Should You Play the Ponzi Game?
I don’t think it’s ever been easier to create or participate in ponzi schemes. The average individual might think that every ponzi scheme is bad, but I always try to look for the silver lining in situations. As far as I can tell, there are just 2.
We know more about how they work and thus can talk about their mechanics within the umbrella of “Ponzinomics” — The economics of Ponzi Schemes
You can take massive risk and make money off of them in the short term.
In this letter, I’m going to talk about my experience of taking part in ponzi schemes. This includes both the times when I’ve lost, and made money.
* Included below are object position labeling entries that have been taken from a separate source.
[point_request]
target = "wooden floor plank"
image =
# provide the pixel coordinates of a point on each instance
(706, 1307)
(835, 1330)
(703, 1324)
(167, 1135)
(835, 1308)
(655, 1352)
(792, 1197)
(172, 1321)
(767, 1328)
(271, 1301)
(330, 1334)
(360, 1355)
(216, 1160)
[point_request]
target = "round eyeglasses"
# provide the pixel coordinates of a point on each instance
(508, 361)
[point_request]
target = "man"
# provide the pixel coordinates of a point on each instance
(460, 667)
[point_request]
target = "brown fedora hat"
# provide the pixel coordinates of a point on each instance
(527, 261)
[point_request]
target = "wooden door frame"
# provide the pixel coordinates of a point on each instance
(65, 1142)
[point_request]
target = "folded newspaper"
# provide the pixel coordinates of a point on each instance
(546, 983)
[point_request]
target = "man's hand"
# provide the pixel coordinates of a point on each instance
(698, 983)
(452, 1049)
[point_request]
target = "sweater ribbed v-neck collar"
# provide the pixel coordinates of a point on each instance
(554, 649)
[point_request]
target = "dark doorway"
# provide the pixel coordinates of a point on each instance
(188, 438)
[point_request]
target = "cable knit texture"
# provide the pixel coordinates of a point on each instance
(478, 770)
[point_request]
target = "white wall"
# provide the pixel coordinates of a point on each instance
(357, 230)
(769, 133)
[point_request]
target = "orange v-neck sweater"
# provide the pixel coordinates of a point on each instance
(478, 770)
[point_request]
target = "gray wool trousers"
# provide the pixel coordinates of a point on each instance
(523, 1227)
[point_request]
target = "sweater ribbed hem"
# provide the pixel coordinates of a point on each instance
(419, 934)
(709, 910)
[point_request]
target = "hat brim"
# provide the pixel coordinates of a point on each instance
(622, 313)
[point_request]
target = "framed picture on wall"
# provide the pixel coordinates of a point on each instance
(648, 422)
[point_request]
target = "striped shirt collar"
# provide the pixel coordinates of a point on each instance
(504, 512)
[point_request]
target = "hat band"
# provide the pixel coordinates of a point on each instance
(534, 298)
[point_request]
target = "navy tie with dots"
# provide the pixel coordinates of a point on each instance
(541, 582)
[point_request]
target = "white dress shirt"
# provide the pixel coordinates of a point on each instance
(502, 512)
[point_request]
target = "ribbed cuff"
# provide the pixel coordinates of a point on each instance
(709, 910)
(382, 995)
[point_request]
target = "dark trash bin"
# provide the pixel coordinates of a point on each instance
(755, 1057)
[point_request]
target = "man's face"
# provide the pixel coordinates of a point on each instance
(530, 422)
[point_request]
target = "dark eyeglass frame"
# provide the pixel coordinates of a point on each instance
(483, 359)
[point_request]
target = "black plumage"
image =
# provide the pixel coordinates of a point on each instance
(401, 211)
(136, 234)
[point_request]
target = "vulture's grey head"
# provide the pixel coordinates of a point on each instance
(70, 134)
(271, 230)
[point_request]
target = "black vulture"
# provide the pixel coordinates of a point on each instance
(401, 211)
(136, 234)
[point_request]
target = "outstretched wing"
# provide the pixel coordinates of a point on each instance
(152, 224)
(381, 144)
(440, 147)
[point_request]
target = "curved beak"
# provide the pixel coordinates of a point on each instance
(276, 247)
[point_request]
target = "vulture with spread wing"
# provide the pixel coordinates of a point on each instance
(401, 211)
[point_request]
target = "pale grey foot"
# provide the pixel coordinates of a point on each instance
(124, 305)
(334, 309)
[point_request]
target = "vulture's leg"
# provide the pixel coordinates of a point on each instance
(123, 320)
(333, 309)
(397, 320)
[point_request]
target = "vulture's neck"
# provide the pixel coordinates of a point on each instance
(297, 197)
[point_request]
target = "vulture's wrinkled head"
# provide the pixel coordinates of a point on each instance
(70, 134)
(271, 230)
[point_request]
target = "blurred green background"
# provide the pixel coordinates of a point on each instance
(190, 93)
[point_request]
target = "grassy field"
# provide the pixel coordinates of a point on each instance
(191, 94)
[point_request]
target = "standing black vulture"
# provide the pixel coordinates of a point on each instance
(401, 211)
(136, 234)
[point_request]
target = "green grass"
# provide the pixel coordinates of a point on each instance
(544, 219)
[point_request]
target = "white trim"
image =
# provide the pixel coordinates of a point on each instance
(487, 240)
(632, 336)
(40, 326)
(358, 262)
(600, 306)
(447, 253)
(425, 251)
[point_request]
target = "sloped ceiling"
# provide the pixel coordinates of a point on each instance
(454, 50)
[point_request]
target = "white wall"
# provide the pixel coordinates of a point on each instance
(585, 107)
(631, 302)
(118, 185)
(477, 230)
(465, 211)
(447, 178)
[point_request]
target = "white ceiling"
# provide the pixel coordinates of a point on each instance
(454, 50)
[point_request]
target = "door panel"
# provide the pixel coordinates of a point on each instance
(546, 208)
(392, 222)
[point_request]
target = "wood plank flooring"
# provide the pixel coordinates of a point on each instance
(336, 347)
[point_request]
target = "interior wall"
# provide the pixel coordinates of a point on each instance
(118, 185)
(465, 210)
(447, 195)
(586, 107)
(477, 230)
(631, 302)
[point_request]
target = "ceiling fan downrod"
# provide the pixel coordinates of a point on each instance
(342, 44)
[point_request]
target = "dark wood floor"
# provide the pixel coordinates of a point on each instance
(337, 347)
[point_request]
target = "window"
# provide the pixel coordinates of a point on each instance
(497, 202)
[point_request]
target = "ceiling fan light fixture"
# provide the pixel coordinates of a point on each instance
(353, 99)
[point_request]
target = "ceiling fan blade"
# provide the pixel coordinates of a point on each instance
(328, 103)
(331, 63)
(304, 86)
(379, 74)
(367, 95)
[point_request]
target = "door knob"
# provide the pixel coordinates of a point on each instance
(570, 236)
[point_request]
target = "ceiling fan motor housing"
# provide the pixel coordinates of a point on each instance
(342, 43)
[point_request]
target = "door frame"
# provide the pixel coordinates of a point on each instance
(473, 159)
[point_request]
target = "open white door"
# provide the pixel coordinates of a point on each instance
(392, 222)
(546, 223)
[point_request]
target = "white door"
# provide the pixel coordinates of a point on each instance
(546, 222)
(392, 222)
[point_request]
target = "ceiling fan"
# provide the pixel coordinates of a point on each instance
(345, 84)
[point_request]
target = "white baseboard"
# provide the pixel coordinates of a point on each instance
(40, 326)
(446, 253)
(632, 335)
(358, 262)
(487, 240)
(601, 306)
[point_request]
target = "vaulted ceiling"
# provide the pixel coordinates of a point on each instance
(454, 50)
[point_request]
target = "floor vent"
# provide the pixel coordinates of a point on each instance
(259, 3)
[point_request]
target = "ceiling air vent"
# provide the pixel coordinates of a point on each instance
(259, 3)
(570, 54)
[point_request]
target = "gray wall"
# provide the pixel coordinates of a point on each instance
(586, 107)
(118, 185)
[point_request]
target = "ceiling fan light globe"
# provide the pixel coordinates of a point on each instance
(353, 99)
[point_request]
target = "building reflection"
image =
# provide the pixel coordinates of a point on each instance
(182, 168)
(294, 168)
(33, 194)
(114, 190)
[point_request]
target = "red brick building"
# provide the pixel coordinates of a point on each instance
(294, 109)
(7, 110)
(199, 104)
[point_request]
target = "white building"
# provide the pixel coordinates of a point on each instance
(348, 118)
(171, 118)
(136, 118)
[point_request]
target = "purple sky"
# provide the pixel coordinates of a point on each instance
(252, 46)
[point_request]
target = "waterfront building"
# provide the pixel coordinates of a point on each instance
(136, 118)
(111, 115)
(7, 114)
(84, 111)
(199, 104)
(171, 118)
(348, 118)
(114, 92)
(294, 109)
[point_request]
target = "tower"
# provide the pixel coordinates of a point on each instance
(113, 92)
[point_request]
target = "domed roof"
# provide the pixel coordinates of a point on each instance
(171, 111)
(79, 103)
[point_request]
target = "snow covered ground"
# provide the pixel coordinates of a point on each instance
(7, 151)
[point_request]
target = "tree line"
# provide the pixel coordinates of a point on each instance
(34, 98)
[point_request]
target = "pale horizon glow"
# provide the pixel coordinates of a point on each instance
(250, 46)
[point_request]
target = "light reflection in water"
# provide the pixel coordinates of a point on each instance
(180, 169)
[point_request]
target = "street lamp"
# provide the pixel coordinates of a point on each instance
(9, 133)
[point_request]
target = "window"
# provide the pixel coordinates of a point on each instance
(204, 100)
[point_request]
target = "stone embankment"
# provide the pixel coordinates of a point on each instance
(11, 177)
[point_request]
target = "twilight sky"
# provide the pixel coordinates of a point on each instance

Ponzi Scheme — A form of fraud in which belief in the success of a non-existent enterprise is fostered by the payment of quick returns to the earlier investors from money invested by later investors.
There is actually a lot of ambiguity in the above definition. For example, how do you know if you’re early or late to a ponzi scheme? Also, what differentiates a non-existent enterprise from one that does exist?
I’ve pondered the definition of “ponzi scheme” when considering investing in new cryptocurrencies because truth be told, a lot of cryptocurrencies are ponzi schemes.
Are All Cryptocurrencies Ponzi Schemes?
Some would say yes. I would definitely say no. I only need to point to and prove that Bitcoin is not a ponzi scheme to falsify the above statement. Bitcoin is not a ponzi scheme for the following reasons.
Bitcoin is not trying to sell you something. It doesn’t care if you buy it or not, nor does it have the ability to convince you to obtain it.
There is no central actor in charge of bitcoin, or the unit of it (BTC). Therefore there is no central benefactor that would/could extract profits from later investors.
Another way to think about this point is that those who got into gold, silver, or even corn “early” have implemented a ponzi scheme around those commodities.
This is satire and obviously false. Bitcoin is like those things.